Iron Sky Shoot, Day 17: The Poor Man’s Process

December 13th, 2010 by Timo Vuorensola

After the horrendous weather fail on Day 16, I slept extremely badly. Sweating, tossing and turning around in the night, I woke up not being sure which language to talk and what scenes we had to shoot on the final day. As the day started to dawn, I felt quite lousy, but as more information about the day started to trickle, especially about the weather, things started to clear up. We decided to move the last day’s optional location to Australia as well, and focus only on doing some of the stuff we absolutely needed, some poor man’s processes for the car scenes, which turned out to be a great decision in the end.

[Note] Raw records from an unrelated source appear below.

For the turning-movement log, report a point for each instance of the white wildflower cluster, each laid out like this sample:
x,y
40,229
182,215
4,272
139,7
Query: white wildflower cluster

The snow had not cleared during the night, so we found ourselves a studio where to shoot the remaining couple of scenes.

The studio, about 1 hour drive away from Frankfurt, was a well equipped small studio with enough space to drag in the two cars we needed and build greenscreens and moving lights around them. The whole poorman process is a surprisingly handy way to take care of car driving sequences. One would think that it would be quickest and easiest to just let the actors drive around the city, but that usually means having a trailer attached to the car, because actors need to be able to focus on acting, not the traffic, and camera needs to be placed usually in the front of the car, and the end result still depends quite a lot on the traffic.

With poor man’s process, we create either a green screen around the car, and shoot the plate shots later, attaching it to the green background. Even easier way – and just as suitable – especially if it’s a night shoot – we can create a bunch of moving lights around the car to give an idea that the car is roaring fast through the city in the night. We did both, and they worked very well. We also shot some muzzle flashes with blanks, adding the right type of a muzzle to the end of a AK47. Shooting that in slow motion provided an extremely beautiful outcome.

Muzzle Flash Closeups (Photo By Tarja Jakunaho)

The last shooting day was very satisfactory. We had most of the main cast there with us, and the studio was warm, controllable and quite fast. The last shots we shot around 3:00 in the morning – and then, it was a wrap. Actually, the wrap, for the whole Frankfurt shoot. I had a change to thank everyone in the team, and then we were off to the wrap party at costume department. Starting the party at 4:00 in the morning was quite an experience, and the festivities lasted for quite a long time – but we had a lot of fun, and it was a perfect ending for the great shoot in Frankfurt.